Downed telephone and power cable poles in the streets of New Orleans on Sept. 11, 2005. Omar Torres/Getty Images
When I dream about Hurricane Katrina (and I still do), it always starts with the refrigerators. Kenmore, GE, Whirlpool, Frigidaire, Amana...
Hundreds of thousands of these abandoned appliances stood duct-taped shut on the curbs and yards of homes throughout New Orleans. Many were spray-painted with whimsical or forbidding messages. “Funky. Not in a good way.” “Free Beer and Maggots.” “Smells like FEMA.” “The Bowels of Hell await you within!!”
Katrina refrigerators (it’s a thing; Google it) are not the only or even the most dramatic example of the perils of power outages in extreme weather. Recall the chaos at Memorial Medical Center, where floodwaters marooned dozens of elderly patients on sweat-soaked bedsheets, without electricity or running water, until they were finally rescued or died. But the refrigerator meme is what haunts me because I’m a New Orleanian, and 11 years ago this month, I lived it.
From rancid food to emergency-room nightmares, communities take a punch when the lights go out. The nation’s aging power grid leaves us very susceptible to such risks. And the growing intensity of floods and storms on account of climate change make things even worse.

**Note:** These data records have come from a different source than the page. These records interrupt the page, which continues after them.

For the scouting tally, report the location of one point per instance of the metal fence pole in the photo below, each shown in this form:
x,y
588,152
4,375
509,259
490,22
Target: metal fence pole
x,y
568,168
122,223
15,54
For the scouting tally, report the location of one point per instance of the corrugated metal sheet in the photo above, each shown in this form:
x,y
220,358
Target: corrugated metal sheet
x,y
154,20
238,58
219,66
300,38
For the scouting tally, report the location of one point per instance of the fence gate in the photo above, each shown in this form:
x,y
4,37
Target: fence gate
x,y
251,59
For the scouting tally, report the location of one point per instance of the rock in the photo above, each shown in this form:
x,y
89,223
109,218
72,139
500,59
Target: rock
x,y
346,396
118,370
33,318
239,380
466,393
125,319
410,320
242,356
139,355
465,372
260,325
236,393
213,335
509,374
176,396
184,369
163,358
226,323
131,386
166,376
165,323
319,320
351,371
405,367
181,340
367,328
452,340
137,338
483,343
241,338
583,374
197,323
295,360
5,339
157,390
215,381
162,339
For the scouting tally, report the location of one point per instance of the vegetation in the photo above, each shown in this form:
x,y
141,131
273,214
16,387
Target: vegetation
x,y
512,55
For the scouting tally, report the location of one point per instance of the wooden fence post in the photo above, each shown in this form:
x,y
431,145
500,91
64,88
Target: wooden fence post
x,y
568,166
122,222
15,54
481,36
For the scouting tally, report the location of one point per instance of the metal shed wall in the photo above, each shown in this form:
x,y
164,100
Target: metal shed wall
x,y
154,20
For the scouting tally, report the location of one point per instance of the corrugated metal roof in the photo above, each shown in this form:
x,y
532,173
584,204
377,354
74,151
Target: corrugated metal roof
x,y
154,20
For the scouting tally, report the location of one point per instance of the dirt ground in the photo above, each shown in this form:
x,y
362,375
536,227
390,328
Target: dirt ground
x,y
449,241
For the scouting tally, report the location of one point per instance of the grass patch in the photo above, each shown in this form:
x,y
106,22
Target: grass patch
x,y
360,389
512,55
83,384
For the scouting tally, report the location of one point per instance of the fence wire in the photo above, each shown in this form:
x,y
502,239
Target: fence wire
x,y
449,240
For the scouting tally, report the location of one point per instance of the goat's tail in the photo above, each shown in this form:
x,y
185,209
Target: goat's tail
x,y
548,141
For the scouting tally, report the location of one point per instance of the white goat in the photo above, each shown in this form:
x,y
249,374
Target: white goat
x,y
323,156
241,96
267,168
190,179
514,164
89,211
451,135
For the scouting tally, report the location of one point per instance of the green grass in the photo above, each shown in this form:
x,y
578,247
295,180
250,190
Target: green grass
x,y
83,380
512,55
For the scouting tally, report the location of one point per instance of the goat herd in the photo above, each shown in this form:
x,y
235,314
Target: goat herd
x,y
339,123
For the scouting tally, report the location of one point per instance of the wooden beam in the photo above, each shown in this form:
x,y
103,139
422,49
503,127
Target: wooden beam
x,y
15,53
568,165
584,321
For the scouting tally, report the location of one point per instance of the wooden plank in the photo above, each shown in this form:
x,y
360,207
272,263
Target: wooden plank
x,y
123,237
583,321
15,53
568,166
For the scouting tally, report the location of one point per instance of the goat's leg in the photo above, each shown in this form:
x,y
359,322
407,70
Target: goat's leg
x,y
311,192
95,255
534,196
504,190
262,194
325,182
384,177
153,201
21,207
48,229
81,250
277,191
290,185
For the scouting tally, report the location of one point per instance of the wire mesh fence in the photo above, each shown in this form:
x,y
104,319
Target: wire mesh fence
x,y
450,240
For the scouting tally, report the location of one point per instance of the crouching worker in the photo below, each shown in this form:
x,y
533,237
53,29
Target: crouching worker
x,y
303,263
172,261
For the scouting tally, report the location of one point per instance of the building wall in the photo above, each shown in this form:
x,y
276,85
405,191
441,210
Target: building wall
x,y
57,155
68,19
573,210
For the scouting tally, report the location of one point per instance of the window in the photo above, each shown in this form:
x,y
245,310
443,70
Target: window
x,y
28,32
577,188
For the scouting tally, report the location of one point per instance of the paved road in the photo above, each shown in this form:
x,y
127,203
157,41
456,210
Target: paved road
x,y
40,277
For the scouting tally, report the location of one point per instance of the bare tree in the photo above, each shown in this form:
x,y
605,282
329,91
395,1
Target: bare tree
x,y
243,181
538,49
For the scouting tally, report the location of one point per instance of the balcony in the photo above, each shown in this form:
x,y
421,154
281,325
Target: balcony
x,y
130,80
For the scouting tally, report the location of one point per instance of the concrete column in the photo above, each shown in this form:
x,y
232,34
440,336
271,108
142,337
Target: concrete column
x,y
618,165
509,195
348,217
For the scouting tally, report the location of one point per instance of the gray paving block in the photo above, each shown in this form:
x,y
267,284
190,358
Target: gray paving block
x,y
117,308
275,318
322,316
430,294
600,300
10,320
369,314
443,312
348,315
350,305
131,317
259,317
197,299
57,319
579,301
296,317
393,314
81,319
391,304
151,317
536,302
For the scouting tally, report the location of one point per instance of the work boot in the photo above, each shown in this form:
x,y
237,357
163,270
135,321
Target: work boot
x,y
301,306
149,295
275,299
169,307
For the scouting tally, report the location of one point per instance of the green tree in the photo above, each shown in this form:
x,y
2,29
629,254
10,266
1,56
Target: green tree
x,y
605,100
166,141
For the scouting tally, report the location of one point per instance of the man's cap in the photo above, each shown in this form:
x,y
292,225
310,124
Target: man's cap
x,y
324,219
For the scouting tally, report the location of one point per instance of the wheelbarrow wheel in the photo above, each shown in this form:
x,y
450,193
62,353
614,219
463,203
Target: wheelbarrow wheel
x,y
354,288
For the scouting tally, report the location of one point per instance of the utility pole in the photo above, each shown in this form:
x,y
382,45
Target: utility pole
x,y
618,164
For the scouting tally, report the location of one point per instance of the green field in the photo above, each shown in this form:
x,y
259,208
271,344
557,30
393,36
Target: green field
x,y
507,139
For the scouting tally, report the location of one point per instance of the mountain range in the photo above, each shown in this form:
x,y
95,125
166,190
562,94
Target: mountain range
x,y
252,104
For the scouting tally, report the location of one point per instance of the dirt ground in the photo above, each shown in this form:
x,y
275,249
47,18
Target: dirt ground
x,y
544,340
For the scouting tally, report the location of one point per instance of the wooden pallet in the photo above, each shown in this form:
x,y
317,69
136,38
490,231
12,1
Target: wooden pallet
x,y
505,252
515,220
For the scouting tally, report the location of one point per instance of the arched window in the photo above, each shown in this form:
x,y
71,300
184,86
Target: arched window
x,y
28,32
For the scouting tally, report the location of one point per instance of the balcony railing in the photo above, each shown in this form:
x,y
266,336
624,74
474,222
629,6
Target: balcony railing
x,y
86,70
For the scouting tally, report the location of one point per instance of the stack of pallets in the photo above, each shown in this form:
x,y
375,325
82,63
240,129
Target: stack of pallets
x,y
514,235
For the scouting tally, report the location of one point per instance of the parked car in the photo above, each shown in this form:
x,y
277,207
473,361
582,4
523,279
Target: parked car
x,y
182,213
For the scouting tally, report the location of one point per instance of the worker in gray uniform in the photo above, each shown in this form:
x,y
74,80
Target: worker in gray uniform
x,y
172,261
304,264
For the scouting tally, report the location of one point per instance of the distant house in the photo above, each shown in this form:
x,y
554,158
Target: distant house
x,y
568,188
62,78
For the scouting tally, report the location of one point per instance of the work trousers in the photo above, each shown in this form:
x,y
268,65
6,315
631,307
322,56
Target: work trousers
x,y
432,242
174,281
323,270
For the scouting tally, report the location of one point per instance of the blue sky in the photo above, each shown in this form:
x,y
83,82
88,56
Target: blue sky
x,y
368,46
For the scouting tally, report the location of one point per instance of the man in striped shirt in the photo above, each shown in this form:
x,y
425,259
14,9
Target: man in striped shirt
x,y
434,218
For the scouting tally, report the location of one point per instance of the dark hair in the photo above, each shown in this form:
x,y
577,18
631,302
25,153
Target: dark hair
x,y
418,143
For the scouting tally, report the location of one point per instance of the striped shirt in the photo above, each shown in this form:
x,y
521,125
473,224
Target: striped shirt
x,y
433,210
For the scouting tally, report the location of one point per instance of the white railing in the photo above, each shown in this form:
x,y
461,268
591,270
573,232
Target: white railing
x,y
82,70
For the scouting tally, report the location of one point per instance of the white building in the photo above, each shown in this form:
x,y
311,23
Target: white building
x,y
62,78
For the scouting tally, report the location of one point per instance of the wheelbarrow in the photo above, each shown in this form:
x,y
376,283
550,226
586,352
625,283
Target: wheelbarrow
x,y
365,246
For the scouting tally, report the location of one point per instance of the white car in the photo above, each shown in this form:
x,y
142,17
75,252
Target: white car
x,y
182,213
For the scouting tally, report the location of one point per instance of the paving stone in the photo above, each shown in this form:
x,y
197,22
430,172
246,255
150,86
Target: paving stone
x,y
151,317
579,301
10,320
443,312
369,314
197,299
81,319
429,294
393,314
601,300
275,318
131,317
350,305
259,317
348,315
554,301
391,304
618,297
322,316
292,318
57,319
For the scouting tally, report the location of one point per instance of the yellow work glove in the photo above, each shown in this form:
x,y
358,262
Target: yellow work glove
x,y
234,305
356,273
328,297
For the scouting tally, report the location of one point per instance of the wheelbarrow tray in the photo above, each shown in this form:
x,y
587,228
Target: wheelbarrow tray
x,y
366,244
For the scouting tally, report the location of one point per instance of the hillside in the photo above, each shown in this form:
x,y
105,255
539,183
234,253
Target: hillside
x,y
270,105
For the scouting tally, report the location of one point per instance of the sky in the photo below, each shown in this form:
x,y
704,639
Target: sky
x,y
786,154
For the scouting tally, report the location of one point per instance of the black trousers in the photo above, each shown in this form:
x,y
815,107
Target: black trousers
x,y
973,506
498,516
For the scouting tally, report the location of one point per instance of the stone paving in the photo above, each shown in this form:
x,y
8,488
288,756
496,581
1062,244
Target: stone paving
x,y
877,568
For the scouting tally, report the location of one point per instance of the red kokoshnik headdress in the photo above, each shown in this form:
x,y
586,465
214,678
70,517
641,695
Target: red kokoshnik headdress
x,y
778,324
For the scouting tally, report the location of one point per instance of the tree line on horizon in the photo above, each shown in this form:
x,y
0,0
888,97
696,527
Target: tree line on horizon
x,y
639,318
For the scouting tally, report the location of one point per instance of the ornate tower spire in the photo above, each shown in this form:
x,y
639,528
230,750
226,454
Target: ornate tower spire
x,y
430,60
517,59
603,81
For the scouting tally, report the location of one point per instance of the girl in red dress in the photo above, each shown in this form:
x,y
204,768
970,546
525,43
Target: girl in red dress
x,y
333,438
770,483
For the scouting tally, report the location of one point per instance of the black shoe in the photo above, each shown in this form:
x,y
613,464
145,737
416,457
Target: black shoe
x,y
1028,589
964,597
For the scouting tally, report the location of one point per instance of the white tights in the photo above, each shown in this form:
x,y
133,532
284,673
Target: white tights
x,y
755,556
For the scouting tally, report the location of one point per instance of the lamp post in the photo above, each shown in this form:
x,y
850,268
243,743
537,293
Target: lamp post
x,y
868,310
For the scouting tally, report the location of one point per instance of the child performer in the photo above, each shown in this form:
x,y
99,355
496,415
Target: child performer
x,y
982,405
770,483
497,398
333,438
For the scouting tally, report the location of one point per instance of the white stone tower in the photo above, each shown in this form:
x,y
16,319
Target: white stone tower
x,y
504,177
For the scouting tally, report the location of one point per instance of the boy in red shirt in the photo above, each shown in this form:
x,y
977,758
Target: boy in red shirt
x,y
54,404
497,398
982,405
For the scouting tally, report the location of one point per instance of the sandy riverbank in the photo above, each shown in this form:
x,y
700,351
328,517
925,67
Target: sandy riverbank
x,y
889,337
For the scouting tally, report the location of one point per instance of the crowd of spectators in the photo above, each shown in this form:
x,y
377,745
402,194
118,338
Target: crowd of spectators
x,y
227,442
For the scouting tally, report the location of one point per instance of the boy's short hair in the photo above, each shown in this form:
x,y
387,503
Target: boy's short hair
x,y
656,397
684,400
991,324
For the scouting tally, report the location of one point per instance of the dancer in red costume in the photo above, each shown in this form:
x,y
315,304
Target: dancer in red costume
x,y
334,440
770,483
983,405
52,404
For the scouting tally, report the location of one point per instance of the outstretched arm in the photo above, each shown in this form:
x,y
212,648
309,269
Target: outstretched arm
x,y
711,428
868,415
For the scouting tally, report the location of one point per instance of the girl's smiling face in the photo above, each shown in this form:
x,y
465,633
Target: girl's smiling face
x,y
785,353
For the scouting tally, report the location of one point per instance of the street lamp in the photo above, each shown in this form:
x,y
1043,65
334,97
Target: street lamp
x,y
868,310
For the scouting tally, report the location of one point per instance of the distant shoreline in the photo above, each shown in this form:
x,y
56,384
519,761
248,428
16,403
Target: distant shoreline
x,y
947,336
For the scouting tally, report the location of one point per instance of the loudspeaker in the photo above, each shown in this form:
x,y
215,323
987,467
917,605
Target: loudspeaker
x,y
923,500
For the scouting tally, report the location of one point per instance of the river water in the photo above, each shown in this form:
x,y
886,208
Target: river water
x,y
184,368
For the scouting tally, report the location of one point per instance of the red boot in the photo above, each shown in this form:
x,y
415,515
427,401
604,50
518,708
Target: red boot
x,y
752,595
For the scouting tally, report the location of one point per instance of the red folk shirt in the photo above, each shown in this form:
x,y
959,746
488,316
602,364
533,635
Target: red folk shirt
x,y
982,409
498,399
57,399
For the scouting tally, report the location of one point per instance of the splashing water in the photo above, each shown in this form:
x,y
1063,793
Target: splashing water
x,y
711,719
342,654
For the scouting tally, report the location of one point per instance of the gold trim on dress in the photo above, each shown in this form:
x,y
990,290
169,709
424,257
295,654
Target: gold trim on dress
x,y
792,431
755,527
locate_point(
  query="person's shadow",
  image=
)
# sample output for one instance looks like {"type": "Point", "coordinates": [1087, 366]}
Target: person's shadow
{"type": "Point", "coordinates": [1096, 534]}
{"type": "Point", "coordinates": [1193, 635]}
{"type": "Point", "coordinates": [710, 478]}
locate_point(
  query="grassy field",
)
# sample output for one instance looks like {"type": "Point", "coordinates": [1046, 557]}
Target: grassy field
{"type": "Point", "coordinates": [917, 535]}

We hear a lot about how energy policy will affect climate impacts. Less appreciated, but equally important, are the ways that climate impacts will affect energy policy.
Extreme weather events juiced up by global warming will knock out power plants and transmission systems across the continent.
Rising seas and higher tides will swamp some of our most important power plants and substations on the coasts.
Higher temperatures will slow high-voltage transmission speeds and increase outages related to sagging power lines. (And because more air conditioners will be blowing, electricity demand will jump at the same time.)
Water shortages and warming rivers will suppress production at thermal power plants and hydroelectric dams in many parts of the country.
As officials at the Department of Energy have noted, this is a very big deal. New York City lost one-third of its generating capacity when Superstorm Sandy tore through its waterfront gas plants. Alabamans lost millions of dollars when the Brown’s Ferry nuclear plant was forced to shut down because its cooling water was too hot to discharge into the state’s steamy rivers. And keep in mind that the Northeast blackout of 2003—the largest outage ever to affect North America—was triggered when a sagging power line shorted out one hot August afternoon.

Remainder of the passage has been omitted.